藤井千代・精神保健研究所地域・司法精神医療研究部長が調査した英国では、精神科で矯正処遇を受けている人は誰でも無料でアドボケイト支援を受けることができる。また、第三者機関が病院の医療の質を抜き打ちでモニタリングし、評価をウェブ上で公開する仕組みがある。藤井研究部長は「権利擁護のためには、医療を受けるかどうかの選択も含めて本人の味方として活動する制度が必要」と話す。

 

●背景に人手不足も

身体拘束や隔離などの行動制限を減らす取り組みとして、厚労省は04年度の診療報酬改定で、行動制限について月1回検討する「行動制限最小化委員会」を置くなどした病院に報酬をつけた。しかし、その後、入院患者は減る一方、身体拘束は増え続けている。

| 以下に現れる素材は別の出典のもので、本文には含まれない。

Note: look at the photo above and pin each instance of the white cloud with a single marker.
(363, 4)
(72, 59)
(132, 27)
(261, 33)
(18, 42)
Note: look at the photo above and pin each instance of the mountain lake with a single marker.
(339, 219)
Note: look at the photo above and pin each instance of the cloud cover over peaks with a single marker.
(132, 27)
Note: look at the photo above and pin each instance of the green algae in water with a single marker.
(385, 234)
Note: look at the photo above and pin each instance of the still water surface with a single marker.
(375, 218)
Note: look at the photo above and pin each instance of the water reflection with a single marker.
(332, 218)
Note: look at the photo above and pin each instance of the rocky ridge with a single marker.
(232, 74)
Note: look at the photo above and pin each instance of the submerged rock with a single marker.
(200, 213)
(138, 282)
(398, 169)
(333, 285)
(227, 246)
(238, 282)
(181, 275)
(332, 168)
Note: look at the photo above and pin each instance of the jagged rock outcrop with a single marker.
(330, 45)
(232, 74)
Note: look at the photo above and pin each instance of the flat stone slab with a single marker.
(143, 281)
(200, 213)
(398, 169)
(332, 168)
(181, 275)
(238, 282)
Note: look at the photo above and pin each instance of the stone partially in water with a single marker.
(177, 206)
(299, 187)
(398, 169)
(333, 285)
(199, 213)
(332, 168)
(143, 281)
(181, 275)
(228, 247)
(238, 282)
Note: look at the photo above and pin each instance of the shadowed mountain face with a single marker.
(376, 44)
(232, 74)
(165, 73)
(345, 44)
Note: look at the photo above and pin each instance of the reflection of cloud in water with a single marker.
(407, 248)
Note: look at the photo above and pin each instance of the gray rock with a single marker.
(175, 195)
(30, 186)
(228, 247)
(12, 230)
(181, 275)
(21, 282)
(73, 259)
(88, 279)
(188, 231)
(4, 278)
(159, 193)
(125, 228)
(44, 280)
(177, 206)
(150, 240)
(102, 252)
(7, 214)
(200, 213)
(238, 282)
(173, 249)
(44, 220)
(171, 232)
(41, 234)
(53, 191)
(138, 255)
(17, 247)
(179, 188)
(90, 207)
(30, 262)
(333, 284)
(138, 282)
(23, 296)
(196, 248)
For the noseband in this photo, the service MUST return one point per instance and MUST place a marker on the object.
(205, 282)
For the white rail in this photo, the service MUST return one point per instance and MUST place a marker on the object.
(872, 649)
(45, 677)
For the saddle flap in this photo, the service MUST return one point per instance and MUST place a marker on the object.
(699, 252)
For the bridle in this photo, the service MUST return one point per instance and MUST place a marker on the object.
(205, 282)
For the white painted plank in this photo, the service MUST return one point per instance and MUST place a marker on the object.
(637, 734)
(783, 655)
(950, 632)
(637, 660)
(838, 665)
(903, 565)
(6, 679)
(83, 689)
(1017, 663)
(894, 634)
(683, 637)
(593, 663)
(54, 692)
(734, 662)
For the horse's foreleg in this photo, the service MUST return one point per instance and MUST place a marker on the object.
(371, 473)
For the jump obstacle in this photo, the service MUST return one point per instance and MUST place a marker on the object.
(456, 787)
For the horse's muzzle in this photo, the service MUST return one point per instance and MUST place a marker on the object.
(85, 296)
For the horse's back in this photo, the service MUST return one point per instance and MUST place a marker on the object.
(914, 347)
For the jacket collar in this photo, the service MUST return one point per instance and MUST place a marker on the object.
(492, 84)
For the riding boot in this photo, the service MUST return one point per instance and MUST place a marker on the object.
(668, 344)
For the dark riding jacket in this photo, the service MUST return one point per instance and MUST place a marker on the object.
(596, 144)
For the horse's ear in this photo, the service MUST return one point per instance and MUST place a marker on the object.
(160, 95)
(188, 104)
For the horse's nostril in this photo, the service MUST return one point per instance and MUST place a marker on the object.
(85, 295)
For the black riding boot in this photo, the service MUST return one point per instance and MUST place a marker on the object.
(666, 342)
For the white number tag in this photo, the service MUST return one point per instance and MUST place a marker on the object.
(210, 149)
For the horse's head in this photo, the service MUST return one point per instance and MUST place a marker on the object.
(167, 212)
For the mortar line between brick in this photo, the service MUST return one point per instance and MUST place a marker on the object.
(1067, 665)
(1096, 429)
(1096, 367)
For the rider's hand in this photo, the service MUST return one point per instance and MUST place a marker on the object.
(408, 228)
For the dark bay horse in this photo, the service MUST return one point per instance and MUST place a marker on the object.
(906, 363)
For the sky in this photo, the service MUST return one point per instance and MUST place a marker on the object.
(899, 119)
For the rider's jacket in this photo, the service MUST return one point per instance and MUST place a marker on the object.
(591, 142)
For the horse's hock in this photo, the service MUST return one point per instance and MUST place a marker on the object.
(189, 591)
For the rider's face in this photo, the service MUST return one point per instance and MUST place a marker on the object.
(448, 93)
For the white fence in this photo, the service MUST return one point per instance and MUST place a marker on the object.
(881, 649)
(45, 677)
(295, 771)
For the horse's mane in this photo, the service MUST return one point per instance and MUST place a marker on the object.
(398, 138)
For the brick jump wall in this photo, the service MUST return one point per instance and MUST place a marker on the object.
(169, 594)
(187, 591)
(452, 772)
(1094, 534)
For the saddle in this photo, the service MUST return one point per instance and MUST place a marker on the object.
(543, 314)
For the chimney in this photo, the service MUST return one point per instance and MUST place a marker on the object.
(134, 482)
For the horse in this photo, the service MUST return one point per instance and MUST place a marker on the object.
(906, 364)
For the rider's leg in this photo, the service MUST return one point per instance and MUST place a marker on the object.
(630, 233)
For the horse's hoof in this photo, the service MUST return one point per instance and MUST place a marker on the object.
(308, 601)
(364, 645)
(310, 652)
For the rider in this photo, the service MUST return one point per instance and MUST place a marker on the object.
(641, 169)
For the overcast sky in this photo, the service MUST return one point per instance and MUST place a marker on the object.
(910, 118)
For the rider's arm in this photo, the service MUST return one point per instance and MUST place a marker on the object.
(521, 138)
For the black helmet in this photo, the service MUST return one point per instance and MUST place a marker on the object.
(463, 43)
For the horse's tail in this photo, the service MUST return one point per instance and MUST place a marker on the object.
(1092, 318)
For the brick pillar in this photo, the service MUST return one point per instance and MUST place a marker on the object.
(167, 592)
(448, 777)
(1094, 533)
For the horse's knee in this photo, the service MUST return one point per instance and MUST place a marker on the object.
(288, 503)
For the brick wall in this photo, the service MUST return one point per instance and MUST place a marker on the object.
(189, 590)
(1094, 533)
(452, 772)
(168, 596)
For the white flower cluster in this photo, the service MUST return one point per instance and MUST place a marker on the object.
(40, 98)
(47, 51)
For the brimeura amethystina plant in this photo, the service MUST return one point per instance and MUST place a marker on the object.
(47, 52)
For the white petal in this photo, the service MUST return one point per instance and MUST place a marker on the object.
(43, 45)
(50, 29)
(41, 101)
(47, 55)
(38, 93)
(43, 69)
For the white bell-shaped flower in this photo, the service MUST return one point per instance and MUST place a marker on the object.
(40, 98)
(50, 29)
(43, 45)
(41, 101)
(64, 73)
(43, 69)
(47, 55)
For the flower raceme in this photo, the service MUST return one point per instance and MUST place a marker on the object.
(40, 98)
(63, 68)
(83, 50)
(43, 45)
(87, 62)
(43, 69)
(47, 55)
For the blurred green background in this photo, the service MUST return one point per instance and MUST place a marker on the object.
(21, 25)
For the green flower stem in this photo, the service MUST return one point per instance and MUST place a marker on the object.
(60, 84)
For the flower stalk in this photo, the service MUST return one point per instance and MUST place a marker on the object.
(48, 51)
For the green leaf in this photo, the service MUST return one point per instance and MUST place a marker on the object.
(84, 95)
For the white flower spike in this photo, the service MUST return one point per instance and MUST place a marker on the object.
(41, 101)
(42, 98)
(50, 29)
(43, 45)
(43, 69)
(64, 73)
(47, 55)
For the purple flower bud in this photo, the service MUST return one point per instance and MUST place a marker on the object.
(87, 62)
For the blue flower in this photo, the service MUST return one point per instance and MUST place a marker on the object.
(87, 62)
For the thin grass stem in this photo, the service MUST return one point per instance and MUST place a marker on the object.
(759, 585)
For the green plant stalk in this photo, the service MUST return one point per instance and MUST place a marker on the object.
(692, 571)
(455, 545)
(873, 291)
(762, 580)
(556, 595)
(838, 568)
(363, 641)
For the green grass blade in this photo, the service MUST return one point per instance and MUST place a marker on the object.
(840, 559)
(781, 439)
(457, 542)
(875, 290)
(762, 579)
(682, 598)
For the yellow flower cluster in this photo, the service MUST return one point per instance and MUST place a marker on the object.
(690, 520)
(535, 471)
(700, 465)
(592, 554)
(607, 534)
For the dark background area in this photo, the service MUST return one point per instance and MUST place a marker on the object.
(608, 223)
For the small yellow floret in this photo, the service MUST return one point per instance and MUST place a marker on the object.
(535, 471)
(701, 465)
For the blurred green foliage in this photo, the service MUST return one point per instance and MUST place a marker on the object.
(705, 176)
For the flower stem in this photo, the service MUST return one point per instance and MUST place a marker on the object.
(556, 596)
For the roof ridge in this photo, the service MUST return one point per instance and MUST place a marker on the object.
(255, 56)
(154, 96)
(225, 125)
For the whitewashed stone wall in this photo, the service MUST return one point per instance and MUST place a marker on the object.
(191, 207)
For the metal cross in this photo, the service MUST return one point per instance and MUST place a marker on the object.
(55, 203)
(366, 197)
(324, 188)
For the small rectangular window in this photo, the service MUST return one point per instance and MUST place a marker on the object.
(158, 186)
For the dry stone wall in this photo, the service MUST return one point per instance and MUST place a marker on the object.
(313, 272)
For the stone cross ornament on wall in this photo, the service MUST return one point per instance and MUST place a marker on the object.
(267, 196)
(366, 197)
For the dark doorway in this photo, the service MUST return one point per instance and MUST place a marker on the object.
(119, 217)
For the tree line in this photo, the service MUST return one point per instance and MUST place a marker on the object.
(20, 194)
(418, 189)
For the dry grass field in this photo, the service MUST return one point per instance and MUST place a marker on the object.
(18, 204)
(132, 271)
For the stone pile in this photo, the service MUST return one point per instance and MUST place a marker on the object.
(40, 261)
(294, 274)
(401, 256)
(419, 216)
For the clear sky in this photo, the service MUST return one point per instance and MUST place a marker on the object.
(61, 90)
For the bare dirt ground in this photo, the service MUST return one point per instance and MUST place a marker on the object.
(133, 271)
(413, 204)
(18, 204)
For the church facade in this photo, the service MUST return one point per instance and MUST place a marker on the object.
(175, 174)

身体拘束が減らない背景として病院側の人手不足も指摘される。病院の医療スタッフを何人配置すべきかは、患者の数に応じて国が決めている。厚生省(当時)が1958年に出した「精神科特例」により、一般病棟と比べて精神科の医師数は3分の1、看護師・准看護師は3分の2でよいとされた。身体拘束の問題に詳しい長谷川利夫・杏林大教授(精神医療)は、「精神科特例を見直し、職員配置を他の診療科並みにすることが大前提。病床削減を進めることで、人は確保できる。厚労省は身体拘束削減に取り組む病院を後押しし、不要な行動制限をなくすため実効ある施策を示すべきだ」と指摘する。